I’ve started this post more than once. The first line used to be “Team Alzen is finally expecting a new member”. Sadly, this truth has come and gone. Team Alzen was expecting a new member, but I had a miscarriage and lost that baby.
Many of you who read our blog already know all of this. It was never our plan to wait to tell people, so we didn’t. Although this is largely against traditional practice, it was natural to us. The only thing that would have been different had we not told people, is that I/we would be mourning in isolation now. I strive to live my life in community, and the support I’ve received both in celebrating a pregnancy and mourning its loss has been incredible. I certainly don’t regret telling people, and am thankful for my community. While talking about it and receiving support from others often brings tears, I know that with those tears come healing and deeper relationships, and I’m thankful for both.
Too many people think this doesn’t happen very often and that the mother must have done something to cause it. Neither of these are true, and part of me being very open about all of this is to influence this line of thinking. I feel very encouraged and supported through this process, but the thought of being alone or blaming myself for any of this would be devastating. The passing moments I spent thinking about what I did to cause this were awful, and I’m so thankful for my husband who quickly pushed those thoughts out of my head.
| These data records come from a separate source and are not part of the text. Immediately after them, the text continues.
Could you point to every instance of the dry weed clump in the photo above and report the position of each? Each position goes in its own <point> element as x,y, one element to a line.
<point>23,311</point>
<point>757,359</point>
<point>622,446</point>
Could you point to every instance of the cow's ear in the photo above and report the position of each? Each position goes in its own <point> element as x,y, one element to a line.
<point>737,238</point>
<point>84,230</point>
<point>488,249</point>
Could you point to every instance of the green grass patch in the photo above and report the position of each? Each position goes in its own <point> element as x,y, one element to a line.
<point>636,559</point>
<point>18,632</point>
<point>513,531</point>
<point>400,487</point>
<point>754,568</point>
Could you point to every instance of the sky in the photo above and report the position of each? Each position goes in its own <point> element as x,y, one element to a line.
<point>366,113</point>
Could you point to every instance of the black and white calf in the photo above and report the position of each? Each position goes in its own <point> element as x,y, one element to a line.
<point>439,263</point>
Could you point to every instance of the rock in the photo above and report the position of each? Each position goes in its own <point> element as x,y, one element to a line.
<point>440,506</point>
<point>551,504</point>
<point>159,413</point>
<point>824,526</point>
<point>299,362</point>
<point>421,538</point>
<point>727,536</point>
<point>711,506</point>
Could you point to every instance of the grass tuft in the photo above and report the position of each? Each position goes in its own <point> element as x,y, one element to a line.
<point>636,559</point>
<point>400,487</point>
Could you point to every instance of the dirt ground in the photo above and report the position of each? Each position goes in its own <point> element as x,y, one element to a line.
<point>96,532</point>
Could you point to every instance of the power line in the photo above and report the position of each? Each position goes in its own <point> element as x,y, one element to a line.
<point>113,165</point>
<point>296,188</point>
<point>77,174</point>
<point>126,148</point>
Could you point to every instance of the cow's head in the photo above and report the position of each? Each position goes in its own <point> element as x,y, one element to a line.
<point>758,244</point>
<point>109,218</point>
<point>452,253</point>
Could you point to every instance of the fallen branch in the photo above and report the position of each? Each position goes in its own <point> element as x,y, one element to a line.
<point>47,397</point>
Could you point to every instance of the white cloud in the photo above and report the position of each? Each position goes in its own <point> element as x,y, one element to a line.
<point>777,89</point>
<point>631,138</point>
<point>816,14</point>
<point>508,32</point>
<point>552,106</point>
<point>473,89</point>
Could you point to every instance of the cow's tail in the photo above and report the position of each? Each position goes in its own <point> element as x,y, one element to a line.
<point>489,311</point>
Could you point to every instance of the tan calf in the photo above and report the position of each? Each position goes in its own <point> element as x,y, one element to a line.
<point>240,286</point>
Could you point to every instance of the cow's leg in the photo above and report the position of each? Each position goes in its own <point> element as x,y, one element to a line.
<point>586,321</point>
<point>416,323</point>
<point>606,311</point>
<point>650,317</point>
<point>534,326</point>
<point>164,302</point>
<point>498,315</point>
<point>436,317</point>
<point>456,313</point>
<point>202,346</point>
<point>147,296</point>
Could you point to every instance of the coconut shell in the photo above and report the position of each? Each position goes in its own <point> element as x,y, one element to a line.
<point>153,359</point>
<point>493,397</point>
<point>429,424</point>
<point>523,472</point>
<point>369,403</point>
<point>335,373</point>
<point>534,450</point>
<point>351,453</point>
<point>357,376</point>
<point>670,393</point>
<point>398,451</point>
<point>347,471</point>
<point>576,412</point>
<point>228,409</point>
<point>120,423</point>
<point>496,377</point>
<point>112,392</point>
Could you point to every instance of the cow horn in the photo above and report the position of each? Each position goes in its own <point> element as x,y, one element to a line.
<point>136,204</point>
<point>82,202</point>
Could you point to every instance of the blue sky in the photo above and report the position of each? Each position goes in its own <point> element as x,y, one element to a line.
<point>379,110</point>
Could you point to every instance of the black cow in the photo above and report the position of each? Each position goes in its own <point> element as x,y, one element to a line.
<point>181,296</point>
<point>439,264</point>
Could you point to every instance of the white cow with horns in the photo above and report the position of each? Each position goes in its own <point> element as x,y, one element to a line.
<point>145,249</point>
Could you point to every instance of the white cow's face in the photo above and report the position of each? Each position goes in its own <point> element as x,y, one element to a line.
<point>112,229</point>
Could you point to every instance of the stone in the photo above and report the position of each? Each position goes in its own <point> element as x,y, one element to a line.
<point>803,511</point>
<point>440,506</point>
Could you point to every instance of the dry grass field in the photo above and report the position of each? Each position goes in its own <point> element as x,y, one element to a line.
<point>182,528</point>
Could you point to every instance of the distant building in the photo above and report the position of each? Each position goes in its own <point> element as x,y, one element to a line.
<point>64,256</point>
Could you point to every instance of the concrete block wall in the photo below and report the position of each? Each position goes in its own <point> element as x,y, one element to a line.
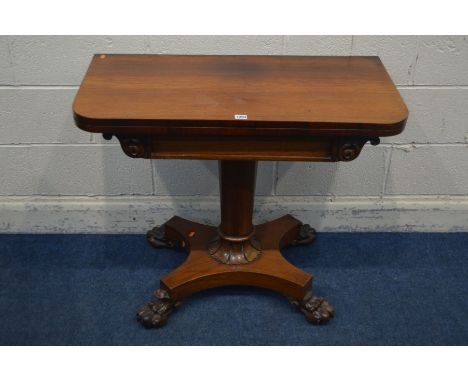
<point>57,178</point>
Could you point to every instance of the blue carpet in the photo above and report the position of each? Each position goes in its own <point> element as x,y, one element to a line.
<point>387,289</point>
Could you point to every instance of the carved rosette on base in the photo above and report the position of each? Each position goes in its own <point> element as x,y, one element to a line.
<point>154,314</point>
<point>234,251</point>
<point>316,310</point>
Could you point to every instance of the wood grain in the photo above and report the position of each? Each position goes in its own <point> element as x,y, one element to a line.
<point>148,94</point>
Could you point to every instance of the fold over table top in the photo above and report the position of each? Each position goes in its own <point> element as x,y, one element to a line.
<point>239,95</point>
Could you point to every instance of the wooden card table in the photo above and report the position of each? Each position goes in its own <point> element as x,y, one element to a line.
<point>238,110</point>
In all of this, I am certain of God’s love for me and His sovereign plan. I am certain of the love I share with my husband and his incredible strength and leadership for our family. I know that God will ultimately use this for His purposes, and I am thankful for the opportunity for refinement. I acknowledge that this is now part of our story and that I can empathize with and support others who experience this in ways I would not have been able to before. I am humbled and thankful for that opportunity.
Many have asked what they can do. If you are the praying kind, please pray for healing for us both. Pray that we would grieve and heal well and move forward from this more like Christ. Please also don’t feel the need to pity me or treat me like I’m fragile. I’m hurting, but I will be fine. Please just continue to walk in community with me. Be the friend you have always been to me and allow me to continue to be the same person in your life. I am, of course, changed by this experience, but I will now allow it to be something damaging but rather something that molds me into the person I was created to be.